# switch i made



## Winston (Feb 1, 2013)

so i started out with one train and one track then I added another train and a track to it but needed something to be able to stop one train or both trains while i was building the track here is a simple switch I made to let me stop a train on the tracks







so now with one switch fliped on one train will go flip 2nd switch the 2nd train will go all off one mrc power pack. 

my question I am thinking about adding to my simple switch. I want to add two more switches to it for direction of the trains because my direction switch on my powerpack controls both trains as of now. but iam sort of unclear of what to do iam thinking of fliping the wires to the 2nd switch would that make it go in a diffrent. or would it just cut the power to the train as my first switch dose.

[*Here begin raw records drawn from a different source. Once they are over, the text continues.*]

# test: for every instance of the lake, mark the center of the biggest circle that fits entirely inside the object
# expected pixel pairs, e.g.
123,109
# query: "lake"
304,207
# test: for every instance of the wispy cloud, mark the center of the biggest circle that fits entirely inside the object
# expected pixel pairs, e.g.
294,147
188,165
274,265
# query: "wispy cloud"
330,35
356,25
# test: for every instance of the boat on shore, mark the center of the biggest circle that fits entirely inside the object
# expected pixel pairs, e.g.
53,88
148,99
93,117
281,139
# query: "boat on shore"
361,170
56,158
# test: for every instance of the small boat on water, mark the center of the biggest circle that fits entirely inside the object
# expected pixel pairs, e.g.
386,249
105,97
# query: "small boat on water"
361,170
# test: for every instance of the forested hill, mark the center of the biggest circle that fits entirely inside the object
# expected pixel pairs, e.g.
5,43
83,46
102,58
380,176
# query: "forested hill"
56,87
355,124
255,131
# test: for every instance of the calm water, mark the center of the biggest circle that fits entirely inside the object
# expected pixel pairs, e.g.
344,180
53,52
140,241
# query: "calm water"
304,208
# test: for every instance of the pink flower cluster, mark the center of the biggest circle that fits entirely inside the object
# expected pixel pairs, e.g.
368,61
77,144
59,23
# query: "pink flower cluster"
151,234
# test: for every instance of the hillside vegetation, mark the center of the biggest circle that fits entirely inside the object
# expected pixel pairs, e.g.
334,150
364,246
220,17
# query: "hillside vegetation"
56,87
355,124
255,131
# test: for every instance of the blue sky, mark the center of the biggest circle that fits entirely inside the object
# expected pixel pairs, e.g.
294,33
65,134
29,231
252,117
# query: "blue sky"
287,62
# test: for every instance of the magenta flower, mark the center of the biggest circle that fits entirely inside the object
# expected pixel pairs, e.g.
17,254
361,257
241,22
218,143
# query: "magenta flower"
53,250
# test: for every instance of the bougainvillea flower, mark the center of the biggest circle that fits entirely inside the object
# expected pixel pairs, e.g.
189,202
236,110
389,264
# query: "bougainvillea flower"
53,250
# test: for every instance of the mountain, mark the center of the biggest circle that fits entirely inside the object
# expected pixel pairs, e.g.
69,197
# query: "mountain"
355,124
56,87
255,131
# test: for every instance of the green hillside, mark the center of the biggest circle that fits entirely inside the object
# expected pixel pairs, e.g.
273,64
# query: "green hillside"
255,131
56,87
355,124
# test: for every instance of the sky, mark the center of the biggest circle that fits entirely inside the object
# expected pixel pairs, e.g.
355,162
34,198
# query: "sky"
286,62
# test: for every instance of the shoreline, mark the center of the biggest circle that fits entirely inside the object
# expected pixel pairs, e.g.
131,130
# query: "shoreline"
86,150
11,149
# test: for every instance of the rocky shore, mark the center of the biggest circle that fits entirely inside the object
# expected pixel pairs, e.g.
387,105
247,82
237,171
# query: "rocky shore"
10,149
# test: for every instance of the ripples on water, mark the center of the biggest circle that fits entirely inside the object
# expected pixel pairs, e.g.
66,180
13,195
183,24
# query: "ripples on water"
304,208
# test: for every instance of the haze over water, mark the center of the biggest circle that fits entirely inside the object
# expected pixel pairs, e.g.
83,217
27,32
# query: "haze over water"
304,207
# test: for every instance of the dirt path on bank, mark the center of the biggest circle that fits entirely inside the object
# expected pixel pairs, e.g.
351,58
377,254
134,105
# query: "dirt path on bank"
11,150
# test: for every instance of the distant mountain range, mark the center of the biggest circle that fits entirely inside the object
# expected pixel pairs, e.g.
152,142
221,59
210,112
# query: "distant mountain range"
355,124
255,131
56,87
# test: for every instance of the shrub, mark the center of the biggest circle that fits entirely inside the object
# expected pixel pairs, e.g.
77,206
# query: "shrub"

this is how i got it set up if you understand my crude drawing








one wire for one switch the switch is sliced in to the wire then the wire runs to the track when you flip the switch no power is going to the track flip it back on power to the track so how would i go about putting a direction switch to each of the tracks iam thinking about this to hard and its prob a easy solution to it i just haven;t sat down to mess with it all i know is i prob need to build me a bigger switch box if i plan on adding 2 more switches in to it for direction also thinking of getting a small dimmer switch to slow or speed up one of the trains so they run about the same speed. i think i will stick to one thing at a time for now tho


----------



## Winston (Feb 1, 2013)

well did a bit more research on it tonight and found I need a dpdt double pole double throw switch so I can change the polarity of a track well I will need 2 of them switches one for each track so neat o I guess. so hopefully i will have some time to mess around with it this weekend


----------



## Carl (Feb 19, 2012)

My first experience with dpdt switch is ..... make sure you wire it correctly or funny things happen


----------



## tjcruiser (Jan 10, 2010)

One of many 'net writeups on using a dpdt switch to reverse polarity ...

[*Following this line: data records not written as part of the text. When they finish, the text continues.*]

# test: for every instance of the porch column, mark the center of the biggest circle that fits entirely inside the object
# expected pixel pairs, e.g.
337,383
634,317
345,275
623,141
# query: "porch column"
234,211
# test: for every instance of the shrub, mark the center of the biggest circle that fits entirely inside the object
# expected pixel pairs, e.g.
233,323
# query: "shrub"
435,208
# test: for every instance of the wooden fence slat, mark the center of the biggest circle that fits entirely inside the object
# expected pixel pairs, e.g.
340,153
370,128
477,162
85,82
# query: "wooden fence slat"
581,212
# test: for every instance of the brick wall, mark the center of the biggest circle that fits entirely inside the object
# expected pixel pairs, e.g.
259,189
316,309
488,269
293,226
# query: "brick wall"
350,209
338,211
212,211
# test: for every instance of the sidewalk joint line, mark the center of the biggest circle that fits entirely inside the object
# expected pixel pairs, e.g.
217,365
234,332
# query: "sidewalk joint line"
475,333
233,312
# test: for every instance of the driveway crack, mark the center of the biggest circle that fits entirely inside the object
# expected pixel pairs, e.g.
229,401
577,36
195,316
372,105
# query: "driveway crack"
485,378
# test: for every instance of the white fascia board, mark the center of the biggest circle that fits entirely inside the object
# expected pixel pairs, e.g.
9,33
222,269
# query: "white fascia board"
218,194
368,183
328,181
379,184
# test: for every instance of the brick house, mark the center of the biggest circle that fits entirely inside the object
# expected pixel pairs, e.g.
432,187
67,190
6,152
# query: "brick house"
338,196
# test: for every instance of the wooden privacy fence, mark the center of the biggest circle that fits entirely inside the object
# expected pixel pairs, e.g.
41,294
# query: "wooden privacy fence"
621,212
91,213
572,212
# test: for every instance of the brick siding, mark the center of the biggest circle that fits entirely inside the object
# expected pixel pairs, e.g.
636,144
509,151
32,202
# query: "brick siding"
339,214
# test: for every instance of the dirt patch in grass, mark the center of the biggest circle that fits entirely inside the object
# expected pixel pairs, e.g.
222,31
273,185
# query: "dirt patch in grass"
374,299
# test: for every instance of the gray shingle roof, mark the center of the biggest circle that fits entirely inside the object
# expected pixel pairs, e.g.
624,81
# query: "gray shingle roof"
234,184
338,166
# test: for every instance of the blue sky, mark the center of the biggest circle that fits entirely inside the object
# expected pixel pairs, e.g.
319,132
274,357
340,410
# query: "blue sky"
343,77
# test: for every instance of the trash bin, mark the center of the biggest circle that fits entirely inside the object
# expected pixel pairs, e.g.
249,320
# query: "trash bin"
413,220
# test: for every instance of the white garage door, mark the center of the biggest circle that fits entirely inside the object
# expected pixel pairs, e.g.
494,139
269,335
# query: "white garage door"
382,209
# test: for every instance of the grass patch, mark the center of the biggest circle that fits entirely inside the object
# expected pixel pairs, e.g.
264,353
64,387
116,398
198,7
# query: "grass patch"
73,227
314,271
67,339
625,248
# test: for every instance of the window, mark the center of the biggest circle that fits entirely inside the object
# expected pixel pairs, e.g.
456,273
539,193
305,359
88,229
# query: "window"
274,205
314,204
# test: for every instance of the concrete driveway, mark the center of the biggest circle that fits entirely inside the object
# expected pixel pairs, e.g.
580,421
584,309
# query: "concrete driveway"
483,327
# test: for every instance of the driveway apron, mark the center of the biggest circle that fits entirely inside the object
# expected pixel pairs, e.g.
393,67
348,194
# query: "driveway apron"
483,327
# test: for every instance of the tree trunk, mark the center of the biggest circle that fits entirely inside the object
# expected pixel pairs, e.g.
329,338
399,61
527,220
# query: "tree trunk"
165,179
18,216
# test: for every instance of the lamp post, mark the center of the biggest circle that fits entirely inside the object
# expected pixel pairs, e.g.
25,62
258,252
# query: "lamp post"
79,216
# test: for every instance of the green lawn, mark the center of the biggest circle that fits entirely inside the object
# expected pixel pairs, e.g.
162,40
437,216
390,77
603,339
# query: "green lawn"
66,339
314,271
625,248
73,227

http://www.1728.org/project2.htm

TJ


----------



## Carl (Feb 19, 2012)

Where were you when I needed that drawing? I knew it was wired wrong when smoke was coming from the switch.


----------



## Winston (Feb 1, 2013)

unfortunately I didn;t get a chance to mess with it yet 
but i did manage to make it to radio shack and pick up 2 dpdt switchs that oddly enuff the switch handle matches the switches I have all ready so it will look better when there all installed the switches will look the same. 

sounds sort of not what i want it to do carl with the smoke coming from the switch. Those switches do look funny to a comman guy with not electrical background. you look at it and your like what theres 6 places for wires. hows this work when my simple mind says you only need two poles for the wires to go to make it work. one for positive one for negative. 
tj cruiser i will be looking at that webpage you posted up there for sure when i go to hook it up and wire it in so my switches don;t smoke like carls. but the funny thing is i am thinking they still might smoke like carls because iam sure i will wire something backwards. 

so what i need to do is after i get rid of this head cold i got that kept me from doing anything productive this weekend. then i can start making me a new wood box for my 4 switches. 2 for kill switches for the power to the trains and 2 for directional controls for them. 
i am also thinking of going back to radio shack to look and see if they have any small dimmer switches. so i can adjust the power to the trains slow them or speed them up. i know it would prob be just easy to buy another power pack to control the 2nd train on the 2nd track but i have already invested a little bit of money on the switches and have the wood in the shop to build the box, so why not plus its sort of neat i guess don;t know if a lot of yall build your own controls for your trains.


----------